How is this a solution? Leaving Facebook doesn't remove ad industry's, political and state surveillance incentives. Literally anyone who wants to participate in a market economy or any political system fuels surveillance incentives. I don't think it's possible to remove such incentives, but theoretically could be possible to limit the scope of surveillance capabilities by distributing and disallowing concentration of power and wealth, capping the size of corporations and so on.
You realize this is an editorial piece correct? Note the section header at the top of the page. And the format of of op/ed piece includes a layout objective explanations. This is not meant to be a regular reporting news piece. See:
The media piling on top of facebook is payback for how much facebook has screwed them over with the changes to the news feed. If anyone is interested I'll look for the original sources but in 2012-2016 something like 50%+ of all views on some news sites came from facebook. Then facebook tweaked their front page and now all that traffic is gone.
Someone should have read Machiavelli more: if you are hated, the second you show weakness everyone will try and put you down.
And you just figured this out now? This is like saying "wow, who knew we would get so fat by feeding only on pizza, hamburgers and coke, aren't those companies evil".
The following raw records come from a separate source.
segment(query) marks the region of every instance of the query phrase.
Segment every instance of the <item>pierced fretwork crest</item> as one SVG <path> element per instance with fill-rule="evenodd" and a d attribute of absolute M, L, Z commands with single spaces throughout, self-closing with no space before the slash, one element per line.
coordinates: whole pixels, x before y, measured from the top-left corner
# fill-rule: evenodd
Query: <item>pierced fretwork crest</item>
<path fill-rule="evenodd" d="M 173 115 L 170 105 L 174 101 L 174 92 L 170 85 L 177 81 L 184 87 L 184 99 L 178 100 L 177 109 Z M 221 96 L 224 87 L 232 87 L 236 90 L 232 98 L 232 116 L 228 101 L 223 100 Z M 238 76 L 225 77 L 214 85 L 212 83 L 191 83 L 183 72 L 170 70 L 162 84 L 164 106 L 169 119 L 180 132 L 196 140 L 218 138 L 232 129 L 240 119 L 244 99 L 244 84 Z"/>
Well, yes, companies are evil. They don't work for you; they either sell something to you, that is usually bad for you (why else would you want it), or take something from you, that they can then sell to somebody else.
> Should we all just leave Facebook? That may sound attractive but it is not a viable solution.
Of course it is. It's the only solution. If you think Facebook's management care about anything else except the number of active users, you're crazy. The only way to have them change their ways (maybe) is to make that number go down. It's also good for you, like drinking water instead of soda.